I write as I do because I had an idea that you had criticized some passages in my writings for being pompous, though I thought them splendid, and what I imagined to be a full treatment of a bold enterprise you dismissed as redundant and exaggerated. But it is important to determine whether you are attacking genuine faults or only striking phrases; for, though anyone can see what stands out above the average, it needs a keen judgement to decide whether this is extravagant and disproportionate or lofty and sublime. Homer provides the best examples; no one can fail to notice (whatever he feels about them) such expressions as ‘high heaven’s trumpet rang out’, ‘his spear rested on a cloud’, and ‘neither the sea’s breakers roar so loud’,2 but they must be weighed with care before judging if they are meaningless phantasies or noble creations of a divine inspiration. Not that I think that these are the times and I am the person to have written words like these, nor that I have the ability to do so: I am not so foolish. But I want to make the point that eloquence should be given its head, and the pace of genius should not be confined within too narrow a ring.
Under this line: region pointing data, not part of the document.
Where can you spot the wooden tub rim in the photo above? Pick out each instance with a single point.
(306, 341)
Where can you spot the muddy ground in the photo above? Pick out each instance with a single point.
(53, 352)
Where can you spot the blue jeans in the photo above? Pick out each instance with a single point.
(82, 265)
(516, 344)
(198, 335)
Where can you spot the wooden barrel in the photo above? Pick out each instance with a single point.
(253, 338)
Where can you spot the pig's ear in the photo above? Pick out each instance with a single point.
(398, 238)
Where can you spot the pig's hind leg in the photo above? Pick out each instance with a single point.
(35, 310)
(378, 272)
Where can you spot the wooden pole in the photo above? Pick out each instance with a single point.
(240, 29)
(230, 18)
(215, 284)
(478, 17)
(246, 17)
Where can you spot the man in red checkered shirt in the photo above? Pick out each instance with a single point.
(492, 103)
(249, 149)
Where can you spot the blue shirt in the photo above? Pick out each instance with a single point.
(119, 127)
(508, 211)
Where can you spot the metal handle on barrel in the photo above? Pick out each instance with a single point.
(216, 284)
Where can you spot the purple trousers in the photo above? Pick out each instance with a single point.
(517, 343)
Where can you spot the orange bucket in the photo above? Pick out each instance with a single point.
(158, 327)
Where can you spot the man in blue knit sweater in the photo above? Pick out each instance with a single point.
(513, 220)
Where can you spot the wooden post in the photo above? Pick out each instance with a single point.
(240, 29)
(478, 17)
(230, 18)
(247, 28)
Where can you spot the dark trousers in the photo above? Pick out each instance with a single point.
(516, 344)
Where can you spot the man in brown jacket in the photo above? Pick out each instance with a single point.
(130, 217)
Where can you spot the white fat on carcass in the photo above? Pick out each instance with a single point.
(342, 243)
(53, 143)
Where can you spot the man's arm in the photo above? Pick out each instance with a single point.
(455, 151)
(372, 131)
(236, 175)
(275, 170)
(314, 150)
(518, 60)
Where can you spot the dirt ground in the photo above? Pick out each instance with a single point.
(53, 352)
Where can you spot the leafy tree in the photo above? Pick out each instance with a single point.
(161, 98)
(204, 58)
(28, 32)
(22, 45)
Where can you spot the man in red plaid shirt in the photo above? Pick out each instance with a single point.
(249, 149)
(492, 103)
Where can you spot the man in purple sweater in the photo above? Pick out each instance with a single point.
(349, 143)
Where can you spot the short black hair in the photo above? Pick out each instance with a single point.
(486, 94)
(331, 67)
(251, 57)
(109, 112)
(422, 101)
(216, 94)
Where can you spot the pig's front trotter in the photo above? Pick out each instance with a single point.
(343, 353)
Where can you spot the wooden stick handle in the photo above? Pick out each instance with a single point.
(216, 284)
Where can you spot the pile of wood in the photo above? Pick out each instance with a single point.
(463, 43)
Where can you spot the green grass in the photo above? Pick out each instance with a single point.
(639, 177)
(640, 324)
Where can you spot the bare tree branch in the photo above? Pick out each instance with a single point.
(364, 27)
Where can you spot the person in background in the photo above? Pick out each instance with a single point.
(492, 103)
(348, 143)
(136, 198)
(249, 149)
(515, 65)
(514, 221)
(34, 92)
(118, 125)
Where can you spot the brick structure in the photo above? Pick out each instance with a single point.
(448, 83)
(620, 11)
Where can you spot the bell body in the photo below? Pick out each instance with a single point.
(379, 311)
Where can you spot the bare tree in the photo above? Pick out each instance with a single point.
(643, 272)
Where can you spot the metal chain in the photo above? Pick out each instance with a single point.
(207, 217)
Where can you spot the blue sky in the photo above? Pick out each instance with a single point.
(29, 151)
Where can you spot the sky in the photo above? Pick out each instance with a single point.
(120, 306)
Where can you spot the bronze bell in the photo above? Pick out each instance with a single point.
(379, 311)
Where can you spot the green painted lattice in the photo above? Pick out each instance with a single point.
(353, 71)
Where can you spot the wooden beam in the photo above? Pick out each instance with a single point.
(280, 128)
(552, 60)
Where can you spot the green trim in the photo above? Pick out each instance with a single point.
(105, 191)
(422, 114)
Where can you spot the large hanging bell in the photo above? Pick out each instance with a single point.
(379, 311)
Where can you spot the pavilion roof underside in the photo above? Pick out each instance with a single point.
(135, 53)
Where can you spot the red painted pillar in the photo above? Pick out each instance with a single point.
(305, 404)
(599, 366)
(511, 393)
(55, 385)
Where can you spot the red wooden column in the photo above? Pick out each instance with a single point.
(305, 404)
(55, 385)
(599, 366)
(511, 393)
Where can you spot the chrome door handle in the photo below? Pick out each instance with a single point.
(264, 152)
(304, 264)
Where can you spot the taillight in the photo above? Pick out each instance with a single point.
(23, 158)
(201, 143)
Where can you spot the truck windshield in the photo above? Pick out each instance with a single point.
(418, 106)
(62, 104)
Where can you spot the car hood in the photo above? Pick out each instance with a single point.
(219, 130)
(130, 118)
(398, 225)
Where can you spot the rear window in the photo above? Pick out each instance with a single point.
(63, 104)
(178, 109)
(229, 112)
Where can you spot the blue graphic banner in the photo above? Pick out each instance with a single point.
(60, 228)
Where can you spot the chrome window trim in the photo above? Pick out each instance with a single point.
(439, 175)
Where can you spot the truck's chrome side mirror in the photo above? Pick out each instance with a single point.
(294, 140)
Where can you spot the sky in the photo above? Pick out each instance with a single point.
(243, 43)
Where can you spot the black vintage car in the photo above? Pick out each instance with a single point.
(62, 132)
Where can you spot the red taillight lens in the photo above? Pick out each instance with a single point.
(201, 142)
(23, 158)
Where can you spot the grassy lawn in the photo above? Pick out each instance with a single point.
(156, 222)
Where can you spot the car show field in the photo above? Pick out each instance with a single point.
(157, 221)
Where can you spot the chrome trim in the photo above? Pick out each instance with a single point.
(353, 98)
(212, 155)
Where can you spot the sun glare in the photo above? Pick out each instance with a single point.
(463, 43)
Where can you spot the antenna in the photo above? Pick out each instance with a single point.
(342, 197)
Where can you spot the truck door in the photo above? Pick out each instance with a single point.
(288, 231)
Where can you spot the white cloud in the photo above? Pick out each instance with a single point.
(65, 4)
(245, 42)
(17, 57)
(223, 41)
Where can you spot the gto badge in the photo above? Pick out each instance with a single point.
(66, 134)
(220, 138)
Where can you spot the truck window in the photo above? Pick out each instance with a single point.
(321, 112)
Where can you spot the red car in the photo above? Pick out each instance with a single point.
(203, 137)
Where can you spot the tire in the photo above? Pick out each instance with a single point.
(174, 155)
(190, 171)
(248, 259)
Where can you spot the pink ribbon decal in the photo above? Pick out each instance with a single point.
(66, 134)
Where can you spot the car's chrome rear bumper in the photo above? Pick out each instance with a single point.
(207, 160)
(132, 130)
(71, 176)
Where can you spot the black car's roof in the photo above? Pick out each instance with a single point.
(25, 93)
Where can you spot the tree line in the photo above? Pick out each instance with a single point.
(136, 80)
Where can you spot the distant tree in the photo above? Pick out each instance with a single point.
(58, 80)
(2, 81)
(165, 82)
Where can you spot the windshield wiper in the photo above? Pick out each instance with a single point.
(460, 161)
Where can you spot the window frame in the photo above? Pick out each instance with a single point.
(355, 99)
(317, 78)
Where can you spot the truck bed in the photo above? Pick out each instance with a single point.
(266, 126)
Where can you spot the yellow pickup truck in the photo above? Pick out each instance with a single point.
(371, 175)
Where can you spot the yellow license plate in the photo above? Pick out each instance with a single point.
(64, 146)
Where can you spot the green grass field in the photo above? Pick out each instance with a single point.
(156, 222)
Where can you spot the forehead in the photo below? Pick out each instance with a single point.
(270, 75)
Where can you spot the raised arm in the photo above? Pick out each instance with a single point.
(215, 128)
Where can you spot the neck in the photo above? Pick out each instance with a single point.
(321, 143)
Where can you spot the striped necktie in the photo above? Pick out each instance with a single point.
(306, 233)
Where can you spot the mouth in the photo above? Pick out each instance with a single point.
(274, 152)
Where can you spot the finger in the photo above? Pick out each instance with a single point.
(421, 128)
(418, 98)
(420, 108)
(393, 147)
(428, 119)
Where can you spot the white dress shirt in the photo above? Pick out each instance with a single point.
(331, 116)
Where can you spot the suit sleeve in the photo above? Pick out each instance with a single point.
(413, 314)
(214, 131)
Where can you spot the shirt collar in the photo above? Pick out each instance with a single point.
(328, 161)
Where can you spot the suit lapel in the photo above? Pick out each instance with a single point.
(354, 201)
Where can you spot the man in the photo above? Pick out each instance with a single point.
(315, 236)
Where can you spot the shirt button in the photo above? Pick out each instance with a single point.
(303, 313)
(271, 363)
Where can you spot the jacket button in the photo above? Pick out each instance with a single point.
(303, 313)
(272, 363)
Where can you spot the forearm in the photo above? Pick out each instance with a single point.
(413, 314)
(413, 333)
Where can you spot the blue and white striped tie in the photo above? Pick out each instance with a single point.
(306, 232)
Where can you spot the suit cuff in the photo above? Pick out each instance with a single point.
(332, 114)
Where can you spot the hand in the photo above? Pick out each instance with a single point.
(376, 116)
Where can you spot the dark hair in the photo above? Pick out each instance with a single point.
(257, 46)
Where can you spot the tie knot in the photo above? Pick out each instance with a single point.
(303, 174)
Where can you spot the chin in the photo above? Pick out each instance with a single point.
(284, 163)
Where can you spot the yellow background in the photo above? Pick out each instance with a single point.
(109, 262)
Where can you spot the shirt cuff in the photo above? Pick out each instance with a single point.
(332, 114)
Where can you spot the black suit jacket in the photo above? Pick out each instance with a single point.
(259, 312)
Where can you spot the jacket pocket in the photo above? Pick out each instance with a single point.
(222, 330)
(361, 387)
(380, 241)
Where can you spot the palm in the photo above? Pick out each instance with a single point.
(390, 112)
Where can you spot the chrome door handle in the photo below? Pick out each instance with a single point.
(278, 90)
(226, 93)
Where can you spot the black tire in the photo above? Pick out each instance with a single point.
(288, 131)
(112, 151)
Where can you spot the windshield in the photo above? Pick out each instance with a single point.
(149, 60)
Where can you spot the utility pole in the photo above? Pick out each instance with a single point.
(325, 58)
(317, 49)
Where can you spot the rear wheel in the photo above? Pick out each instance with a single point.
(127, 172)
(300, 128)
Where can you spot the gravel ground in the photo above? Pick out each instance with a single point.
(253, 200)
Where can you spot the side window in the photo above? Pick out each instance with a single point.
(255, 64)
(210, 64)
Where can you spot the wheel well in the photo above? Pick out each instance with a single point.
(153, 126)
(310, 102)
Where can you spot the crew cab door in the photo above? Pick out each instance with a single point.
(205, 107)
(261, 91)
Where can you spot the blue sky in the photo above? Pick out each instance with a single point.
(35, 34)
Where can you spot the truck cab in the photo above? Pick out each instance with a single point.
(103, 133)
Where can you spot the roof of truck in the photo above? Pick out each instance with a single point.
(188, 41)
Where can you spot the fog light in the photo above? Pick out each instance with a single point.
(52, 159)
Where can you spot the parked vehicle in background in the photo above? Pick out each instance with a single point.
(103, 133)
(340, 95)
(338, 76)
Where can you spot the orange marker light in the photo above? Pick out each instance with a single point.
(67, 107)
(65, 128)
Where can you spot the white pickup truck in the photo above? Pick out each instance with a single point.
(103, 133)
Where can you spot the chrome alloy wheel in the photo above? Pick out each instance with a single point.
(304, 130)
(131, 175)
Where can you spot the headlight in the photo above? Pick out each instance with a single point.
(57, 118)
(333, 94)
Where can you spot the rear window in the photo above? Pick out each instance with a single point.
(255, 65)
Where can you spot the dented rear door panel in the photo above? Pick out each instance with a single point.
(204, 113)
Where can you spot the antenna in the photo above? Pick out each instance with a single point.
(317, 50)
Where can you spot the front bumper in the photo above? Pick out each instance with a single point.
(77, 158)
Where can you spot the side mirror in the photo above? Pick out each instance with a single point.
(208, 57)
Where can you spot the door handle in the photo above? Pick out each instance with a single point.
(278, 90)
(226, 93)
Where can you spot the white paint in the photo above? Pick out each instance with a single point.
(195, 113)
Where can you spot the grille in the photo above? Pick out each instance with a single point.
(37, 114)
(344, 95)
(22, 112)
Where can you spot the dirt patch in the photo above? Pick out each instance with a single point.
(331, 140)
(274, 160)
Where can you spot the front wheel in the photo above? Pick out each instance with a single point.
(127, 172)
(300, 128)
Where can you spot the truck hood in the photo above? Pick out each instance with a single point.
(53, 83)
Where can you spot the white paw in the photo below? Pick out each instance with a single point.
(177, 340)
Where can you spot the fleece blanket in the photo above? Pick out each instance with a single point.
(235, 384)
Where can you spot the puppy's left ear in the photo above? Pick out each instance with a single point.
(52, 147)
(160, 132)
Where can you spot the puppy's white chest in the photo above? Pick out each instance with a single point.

You may say that orators are different from poets – as if indeed Cicero lacked daring! However, let us leave out Cicero, since in his case I think there is no dispute. But there is surely no curb nor restraint holding back Demosthenes, the true model and exemplar of oratory, when he delivers the famous ‘Abominable men, flatterers and evil spirits’ and ‘neither with stones nor bricks did I fortify this city’, and later, ‘Was it not to make Euboea the bulwark of Attica on the seaward side?’1 Elsewhere he says ‘For my part, men of Athens, by the gods I believe that Philip is drunk with the magnitude of his achievements’,2 and there can hardly be anything bolder than the magnificent long digression beginning ‘For a disease.. .’3 The following passage may be shorter but is no less daring: “Then when Python swaggered and poured out a torrent of abuse on us, I stood firm’;4 and this bears the same stamp:’ But when a man has grown strong, as Philip has, by rapacity and crime, then the first pretext, some trifling slip, overthrows and shatters all.’5 In the same style are the expressions ‘Cordoned off from every right which holds sacred in the city’ and ‘You have thrown away their claim to pity, Aristogeiton, indeed you have destroyed it once and for all. Do not then seek anchorage in harbours which you have yourself blocked up and filled with stakes.’ In the same speech he had said ‘But I cannot see that any one of these topics gives a sure foothold to the defendant; he has nothing before him but precipices, gulfs, and pitfalls’, and also ‘I am afraid that to some you will appear to have set up as a trainer of any citizen with a taste for wickedness’. There is also ‘I cannot believe that your ancestors built you these law courts as a hotbed for rascals of this sort’ and ‘If he is a jobbing dealer, a pedlar, and retailer of wickedness ‘,6 and innumerable such instances, not counting those which Aeschines called ‘not words but wonders’.7
This is an argument on the wrong side, and you will retort that Demosthenes is at fault in the same way as you say I am. But you must see how much greater he is than Aeschines, his critic, and greater in these very passages; he can show vigour elsewhere, but here he stands out as sublime. Besides, was Aeschines himself free from the faults he finds in Demosthenes? ‘For it is essential, men of Athens, that the orator and the law should speak the same language; but when the law says one thing, and the orator another…’ Elsewhere he says that “Then he displays himself as especially concerned with the decree’, and again ‘But keep watch and lie in ambush as you listen to him, so that you drive him to keep within die limits of the charge of illegality’,1 and he is so pleased with this metaphor that he repeats it: ‘But as in the race track, drive him to keep to the relevant course.’2 Nor is his style any more controlled and restrained in this example: ‘But you reopen old wounds, and are more concerned with today’s speeches than with the welfare of the State’; and he aims high when he asks: ‘Will you not dismiss this man as a public menace to Greece? Or arrest him as a pirate who infests politics by cruising around the State in his brig of words, and then bring him to justice?’3
I am waiting for you to strike out certain expressions in this letter (such as ‘the rudder groans’ and ‘equal to the gods of the sea’) by the same rule as you attack the passages I am quoting; for I am well aware that in seeking indulgence for my past offences I have fallen into the very errors you condemn. Strike then – as long as you will fix an early date for us to discuss both past and present in person. Then you can make me more cautious or I shall teach you to be venturesome.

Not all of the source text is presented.